Okinawa Gov. Denny Tamaki met on Friday with Prime Minister Shinzo Abe and called for the launch of trilateral talks involving Washington to review a plan to transfer a key U.S. military base within the prefecture after a referendum showed strong local opposition to the plan.

Tamaki told reporters after the meeting in Tokyo that the prime minister did not directly respond to the request but that Abe said he intends to continue talks with him.

The request comes after a nonbinding referendum in Okinawa Prefecture on Sunday showed that more than 70 percent of voters rejected the plan to move U.S. Marine Corps Air Station Futenma from a crowded residential area of Ginowan to the less populated coastal zone of Henoko. The plan originated in an agreement reached between the Japanese and U.S. governments in 1996.

Tamaki visited Abe to report on the outcome of the referendum, which asked whether Okinawa residents agreed with the landfill work being undertaken in Henoko.

The referendum ordinance requires the governor to report the outcome to the Japanese premier and U.S. President Donald Trump when any of three options -- "yes," "no" or "neither" -- are approved by a quarter of eligible voters.

"It's extremely significant that the will of people (in Okinawa) urging (the government) to give up the transfer to Henoko was clearly shown for the first time" through the referendum, Tamaki said at the outset of the meeting.
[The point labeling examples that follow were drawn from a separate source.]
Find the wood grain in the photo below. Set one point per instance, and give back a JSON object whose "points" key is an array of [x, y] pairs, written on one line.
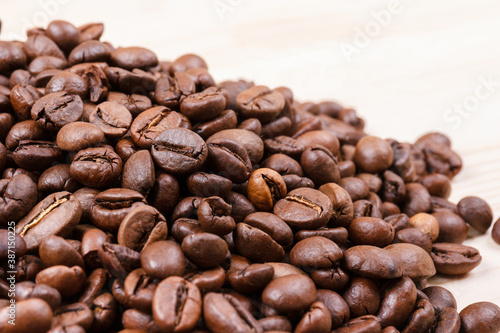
{"points": [[431, 56]]}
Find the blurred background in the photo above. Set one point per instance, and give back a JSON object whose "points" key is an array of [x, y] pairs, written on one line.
{"points": [[407, 67]]}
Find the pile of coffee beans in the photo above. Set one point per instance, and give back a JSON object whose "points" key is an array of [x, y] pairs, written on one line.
{"points": [[146, 197]]}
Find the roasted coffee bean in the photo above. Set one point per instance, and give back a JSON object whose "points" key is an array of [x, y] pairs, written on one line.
{"points": [[265, 188], [118, 260], [67, 280], [57, 214], [452, 228], [79, 135], [112, 118], [111, 206], [96, 167], [440, 298], [320, 165], [19, 195], [427, 224], [476, 212], [454, 259], [177, 305], [304, 208], [37, 155], [315, 252], [214, 216], [374, 262], [417, 263], [32, 315], [139, 172], [179, 151], [54, 250], [141, 227], [480, 317], [371, 231]]}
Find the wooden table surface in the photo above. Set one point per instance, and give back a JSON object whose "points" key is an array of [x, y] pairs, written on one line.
{"points": [[408, 67]]}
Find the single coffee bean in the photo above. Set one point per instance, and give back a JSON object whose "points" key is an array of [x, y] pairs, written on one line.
{"points": [[315, 252], [19, 195], [179, 151], [177, 305], [374, 262], [112, 118], [78, 136], [141, 227], [57, 178], [32, 315], [265, 188], [290, 293], [111, 206], [454, 259], [371, 231], [57, 214], [37, 155], [480, 317], [96, 167], [139, 172], [304, 208], [452, 228], [427, 224], [417, 263], [205, 250], [67, 280], [476, 212]]}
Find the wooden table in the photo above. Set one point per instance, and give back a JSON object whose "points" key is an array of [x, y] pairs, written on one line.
{"points": [[408, 67]]}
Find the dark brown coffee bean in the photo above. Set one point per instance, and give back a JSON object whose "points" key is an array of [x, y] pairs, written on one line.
{"points": [[179, 151], [265, 188], [417, 263], [214, 216], [96, 167], [440, 298], [57, 178], [371, 231], [362, 295], [32, 315], [320, 165], [476, 212], [163, 259], [118, 260], [111, 206], [139, 172], [67, 280], [480, 317], [54, 250], [315, 252], [205, 250], [112, 118], [452, 228], [374, 262], [141, 227], [19, 195], [454, 259], [304, 208], [57, 214], [177, 305]]}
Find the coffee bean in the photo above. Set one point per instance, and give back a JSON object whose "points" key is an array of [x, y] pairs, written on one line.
{"points": [[454, 259], [177, 304], [476, 212], [57, 214], [179, 151]]}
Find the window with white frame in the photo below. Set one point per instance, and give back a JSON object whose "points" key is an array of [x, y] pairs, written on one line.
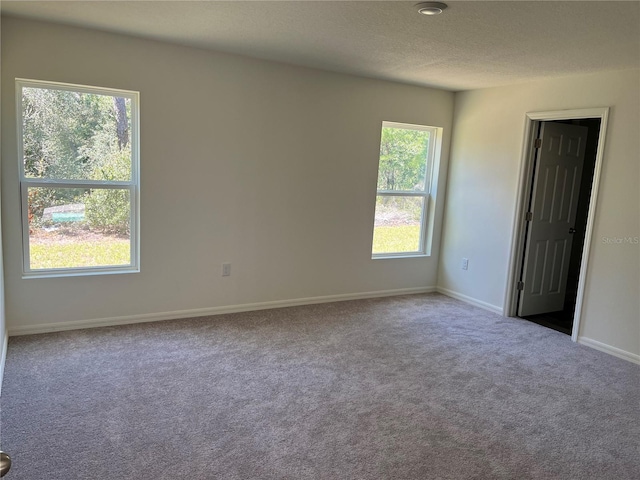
{"points": [[79, 178], [405, 174]]}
He asked Abe to "immediately" stop the construction work.

(Photo taken Feb. 23, 2019, from a Kyodo News plane shows the relocation site for U.S. Marine Corps Air Station Futenma in the Henoko coastal district of Nago.)

The central government has said it has no plan to stop the work and will proceed with the project regardless of the outcome, saying it is the "only solution" for removing the dangers posed by the Futenma base without undermining the deterrence provided by the Japan-U.S. security alliance.
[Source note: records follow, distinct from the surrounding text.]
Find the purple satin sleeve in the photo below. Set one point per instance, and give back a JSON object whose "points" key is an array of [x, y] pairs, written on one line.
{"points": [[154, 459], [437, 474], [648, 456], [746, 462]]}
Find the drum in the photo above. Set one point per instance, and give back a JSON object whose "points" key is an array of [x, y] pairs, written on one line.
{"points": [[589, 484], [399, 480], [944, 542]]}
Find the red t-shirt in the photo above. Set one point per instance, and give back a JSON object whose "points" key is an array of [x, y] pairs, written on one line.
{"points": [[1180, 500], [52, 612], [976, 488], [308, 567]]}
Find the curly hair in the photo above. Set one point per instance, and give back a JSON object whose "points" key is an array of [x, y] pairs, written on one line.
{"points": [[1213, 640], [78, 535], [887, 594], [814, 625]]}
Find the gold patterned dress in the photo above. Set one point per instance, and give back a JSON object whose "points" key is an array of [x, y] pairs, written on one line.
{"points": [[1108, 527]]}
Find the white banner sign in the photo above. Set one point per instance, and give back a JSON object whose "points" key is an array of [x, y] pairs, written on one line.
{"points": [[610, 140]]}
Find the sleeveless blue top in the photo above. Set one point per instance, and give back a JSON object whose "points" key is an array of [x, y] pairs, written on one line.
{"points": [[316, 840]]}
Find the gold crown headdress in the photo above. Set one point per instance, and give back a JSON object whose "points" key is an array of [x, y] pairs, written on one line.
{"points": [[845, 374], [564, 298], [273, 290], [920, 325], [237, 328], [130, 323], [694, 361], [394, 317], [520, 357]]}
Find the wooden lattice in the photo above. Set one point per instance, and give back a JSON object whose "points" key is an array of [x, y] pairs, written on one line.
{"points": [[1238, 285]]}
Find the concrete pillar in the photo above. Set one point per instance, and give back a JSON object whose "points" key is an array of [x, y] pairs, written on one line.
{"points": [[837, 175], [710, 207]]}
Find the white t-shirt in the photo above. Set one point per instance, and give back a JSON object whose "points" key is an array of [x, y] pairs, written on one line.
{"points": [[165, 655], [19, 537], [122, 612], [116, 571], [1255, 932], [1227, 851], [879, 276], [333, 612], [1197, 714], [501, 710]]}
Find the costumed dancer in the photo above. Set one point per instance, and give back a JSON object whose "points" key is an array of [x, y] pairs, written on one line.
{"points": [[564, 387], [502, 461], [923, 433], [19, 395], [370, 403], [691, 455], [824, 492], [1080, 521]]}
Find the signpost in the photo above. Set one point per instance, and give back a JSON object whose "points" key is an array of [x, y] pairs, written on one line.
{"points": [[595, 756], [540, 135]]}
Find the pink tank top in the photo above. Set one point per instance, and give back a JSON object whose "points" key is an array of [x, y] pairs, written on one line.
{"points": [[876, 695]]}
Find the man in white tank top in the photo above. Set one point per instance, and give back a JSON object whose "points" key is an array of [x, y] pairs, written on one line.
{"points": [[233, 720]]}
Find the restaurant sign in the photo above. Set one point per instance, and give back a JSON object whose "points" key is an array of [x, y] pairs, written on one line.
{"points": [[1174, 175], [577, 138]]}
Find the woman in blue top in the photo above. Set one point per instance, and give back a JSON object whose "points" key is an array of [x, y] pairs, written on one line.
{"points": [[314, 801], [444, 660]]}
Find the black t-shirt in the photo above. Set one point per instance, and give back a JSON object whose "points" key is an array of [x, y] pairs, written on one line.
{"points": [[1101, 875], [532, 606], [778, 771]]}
"While taking the outcome seriously, we would like to produce results step by step to reduce the burden" of Okinawa in hosting the bulk of U.S. military bases in Japan, Abe said in the meeting.
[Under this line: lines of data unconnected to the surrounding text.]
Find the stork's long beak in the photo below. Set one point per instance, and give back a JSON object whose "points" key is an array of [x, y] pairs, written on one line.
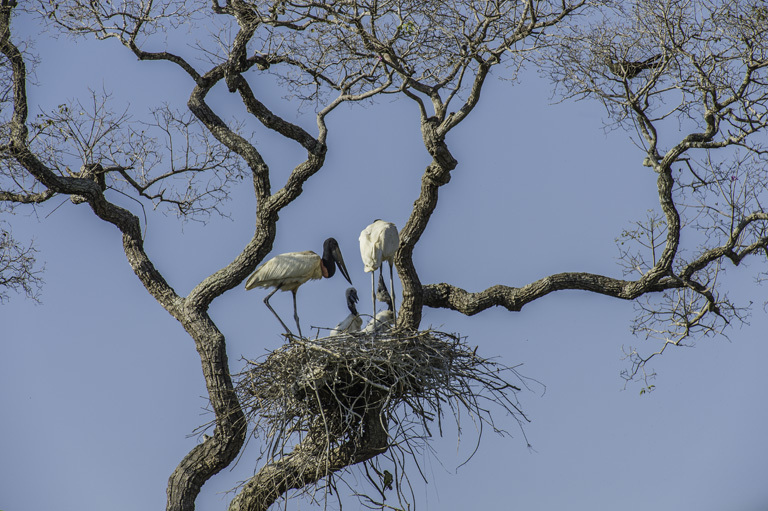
{"points": [[340, 261]]}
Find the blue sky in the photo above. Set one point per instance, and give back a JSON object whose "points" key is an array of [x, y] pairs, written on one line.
{"points": [[102, 389]]}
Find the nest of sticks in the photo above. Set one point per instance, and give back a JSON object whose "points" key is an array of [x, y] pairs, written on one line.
{"points": [[320, 394]]}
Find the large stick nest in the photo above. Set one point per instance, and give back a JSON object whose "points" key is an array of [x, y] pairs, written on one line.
{"points": [[320, 392]]}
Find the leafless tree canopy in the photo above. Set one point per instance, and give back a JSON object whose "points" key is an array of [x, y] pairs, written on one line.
{"points": [[687, 79]]}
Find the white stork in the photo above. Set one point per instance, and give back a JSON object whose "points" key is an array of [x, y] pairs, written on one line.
{"points": [[287, 272], [378, 243], [353, 322], [386, 318]]}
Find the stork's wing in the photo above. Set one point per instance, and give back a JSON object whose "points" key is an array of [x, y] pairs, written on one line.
{"points": [[378, 242], [286, 271]]}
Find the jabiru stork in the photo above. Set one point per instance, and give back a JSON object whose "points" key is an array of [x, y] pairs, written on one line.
{"points": [[378, 243]]}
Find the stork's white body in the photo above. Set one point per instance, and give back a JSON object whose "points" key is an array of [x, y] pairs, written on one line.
{"points": [[287, 271], [353, 322], [378, 243]]}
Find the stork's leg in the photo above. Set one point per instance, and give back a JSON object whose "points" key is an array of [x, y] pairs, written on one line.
{"points": [[392, 289], [295, 313], [373, 297], [266, 302]]}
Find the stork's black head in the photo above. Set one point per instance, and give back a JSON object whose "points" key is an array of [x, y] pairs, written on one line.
{"points": [[332, 257]]}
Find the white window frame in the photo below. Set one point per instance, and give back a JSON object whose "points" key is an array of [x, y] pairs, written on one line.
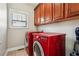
{"points": [[11, 11]]}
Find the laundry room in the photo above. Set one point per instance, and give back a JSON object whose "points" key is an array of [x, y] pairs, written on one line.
{"points": [[39, 29]]}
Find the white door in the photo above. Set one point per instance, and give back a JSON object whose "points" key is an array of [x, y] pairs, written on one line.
{"points": [[37, 49]]}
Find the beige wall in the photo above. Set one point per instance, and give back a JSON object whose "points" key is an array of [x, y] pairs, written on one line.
{"points": [[67, 27], [16, 35], [3, 28]]}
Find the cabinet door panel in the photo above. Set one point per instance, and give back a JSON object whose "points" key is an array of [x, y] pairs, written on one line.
{"points": [[37, 15], [72, 9], [58, 11], [48, 12]]}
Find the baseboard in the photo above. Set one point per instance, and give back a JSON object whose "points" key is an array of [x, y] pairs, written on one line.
{"points": [[14, 48]]}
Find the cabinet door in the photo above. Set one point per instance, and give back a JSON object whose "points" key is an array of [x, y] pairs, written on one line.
{"points": [[37, 15], [72, 9], [58, 11], [48, 12]]}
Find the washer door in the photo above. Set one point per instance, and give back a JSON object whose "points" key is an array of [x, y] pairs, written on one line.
{"points": [[37, 49]]}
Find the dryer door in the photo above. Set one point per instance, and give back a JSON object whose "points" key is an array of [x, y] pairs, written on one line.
{"points": [[37, 49]]}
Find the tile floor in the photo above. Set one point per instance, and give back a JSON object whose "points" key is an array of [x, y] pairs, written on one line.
{"points": [[20, 52]]}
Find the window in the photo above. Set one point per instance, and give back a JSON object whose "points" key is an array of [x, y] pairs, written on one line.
{"points": [[18, 19]]}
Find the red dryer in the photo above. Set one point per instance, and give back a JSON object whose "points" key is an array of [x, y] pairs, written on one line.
{"points": [[30, 42], [49, 44]]}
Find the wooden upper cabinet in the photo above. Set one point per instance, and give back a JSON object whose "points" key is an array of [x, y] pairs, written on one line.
{"points": [[58, 11], [37, 15], [48, 12], [72, 9]]}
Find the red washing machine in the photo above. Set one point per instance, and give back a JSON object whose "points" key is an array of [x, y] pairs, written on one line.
{"points": [[30, 42], [49, 44]]}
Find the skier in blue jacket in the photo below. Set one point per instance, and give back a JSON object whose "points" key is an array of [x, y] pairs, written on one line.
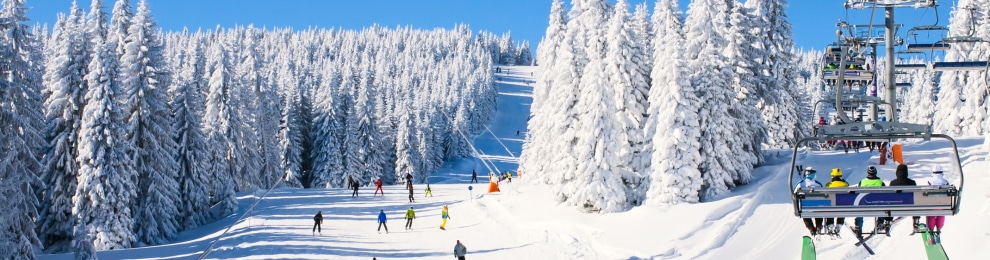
{"points": [[381, 222]]}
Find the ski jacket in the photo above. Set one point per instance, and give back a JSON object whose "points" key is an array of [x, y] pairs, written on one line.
{"points": [[460, 250], [837, 182], [902, 179], [806, 183], [871, 182], [937, 179]]}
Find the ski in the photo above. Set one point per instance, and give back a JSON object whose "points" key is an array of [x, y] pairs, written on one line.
{"points": [[808, 249], [933, 245], [862, 241]]}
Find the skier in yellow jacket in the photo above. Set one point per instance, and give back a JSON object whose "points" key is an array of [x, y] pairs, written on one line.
{"points": [[410, 214], [833, 225], [444, 216]]}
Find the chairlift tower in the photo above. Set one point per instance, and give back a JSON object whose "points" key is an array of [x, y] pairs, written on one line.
{"points": [[890, 95]]}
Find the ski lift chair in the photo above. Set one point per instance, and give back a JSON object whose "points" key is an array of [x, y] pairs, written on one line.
{"points": [[863, 4], [887, 201]]}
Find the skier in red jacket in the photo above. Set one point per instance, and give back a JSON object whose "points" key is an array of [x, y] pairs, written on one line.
{"points": [[378, 187]]}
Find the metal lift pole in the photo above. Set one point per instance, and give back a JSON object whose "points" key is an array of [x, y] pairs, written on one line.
{"points": [[891, 93], [873, 57], [840, 81]]}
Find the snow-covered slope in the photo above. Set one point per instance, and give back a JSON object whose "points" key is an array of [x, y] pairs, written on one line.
{"points": [[522, 221]]}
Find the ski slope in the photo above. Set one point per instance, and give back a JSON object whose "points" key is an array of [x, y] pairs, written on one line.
{"points": [[522, 221]]}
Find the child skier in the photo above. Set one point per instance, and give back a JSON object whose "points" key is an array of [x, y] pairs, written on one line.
{"points": [[318, 219], [378, 187], [810, 182], [381, 222], [871, 180], [835, 224], [410, 214], [935, 222], [444, 216], [902, 179]]}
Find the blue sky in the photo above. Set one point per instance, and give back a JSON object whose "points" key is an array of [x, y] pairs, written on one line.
{"points": [[813, 20]]}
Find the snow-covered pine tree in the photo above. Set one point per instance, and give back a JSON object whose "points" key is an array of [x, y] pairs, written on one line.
{"points": [[306, 87], [710, 72], [244, 83], [597, 185], [267, 130], [119, 23], [66, 91], [749, 86], [326, 154], [20, 132], [363, 160], [780, 103], [524, 54], [561, 163], [219, 122], [507, 49], [405, 149], [144, 81], [106, 191], [642, 35], [953, 111], [193, 152], [673, 123], [623, 59], [290, 128], [536, 146], [976, 89]]}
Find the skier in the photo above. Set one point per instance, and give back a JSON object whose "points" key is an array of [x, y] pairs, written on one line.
{"points": [[444, 215], [318, 219], [935, 222], [835, 224], [378, 187], [460, 250], [871, 180], [355, 185], [411, 199], [381, 222], [902, 179], [810, 182], [410, 214]]}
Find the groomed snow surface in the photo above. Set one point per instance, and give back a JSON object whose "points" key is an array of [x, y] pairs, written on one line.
{"points": [[522, 221]]}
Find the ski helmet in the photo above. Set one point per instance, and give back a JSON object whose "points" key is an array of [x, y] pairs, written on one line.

Deputy Chief Cabinet Secretary Kotaro Nogami said at a press conference later in the day that the central government should be responsible for negotiating with the U.S. government on the matter when necessary.

Tamaki, who was elected governor last September on a platform of blocking the relocation plan, also paid a visit to the U.S. Embassy in Tokyo so that the outcome will be reported to Trump.

Deputy Chief of Mission Joseph Young said he will convey the result to U.S. Ambassador to Japan William Hagerty, according to the governor.

At a press conference at the Foreign Correspondents' Club of Japan later Friday, Tamaki said the outcome fully reflects how people in Okinawa feel about the Futenma base issue and should be more respected than anything else.

"What is being tested now is democracy of the Japanese government," he added.

In the plebiscite, 71.7 percent of the voters voted "no," while some 19 percent voted in favor of the plan and 8.7 percent voted "neither."

Jinshiro Motoyama, who represents a civic group that collected signatures from more than 90,000 people to realize the poll, said at the press conference that "the central government should not trample on the Okinawa people's will."

The 27-year-old graduate student staged a hunger strike for 105 hours, after five cities in Okinawa refused to participate in the poll as they believed an initially planned yes-no vote would not truly reflect opinions among local residents. The five cities changed their position after the ordinance on the referendum was revised to allow the choice of a third option of "neither."

Many Okinawa residents have long hoped for the Futenma base to be moved out of the prefecture as they are frustrated with noise, crimes and accidents linked to U.S. military presence.

Opponents of the relocation plan insist the replacement facility will destroy the marine ecosystem off the Henoko coast -- home to an endangered species of dugong.

Ten civic groups from Hokkaido, Tokyo, and Fukuoka and other prefectures campaigning for transferring U.S. bases in Okinawa to other parts of Japan issued a joint statement Thursday demanding a halt to the plan to build a new facility in Henoko.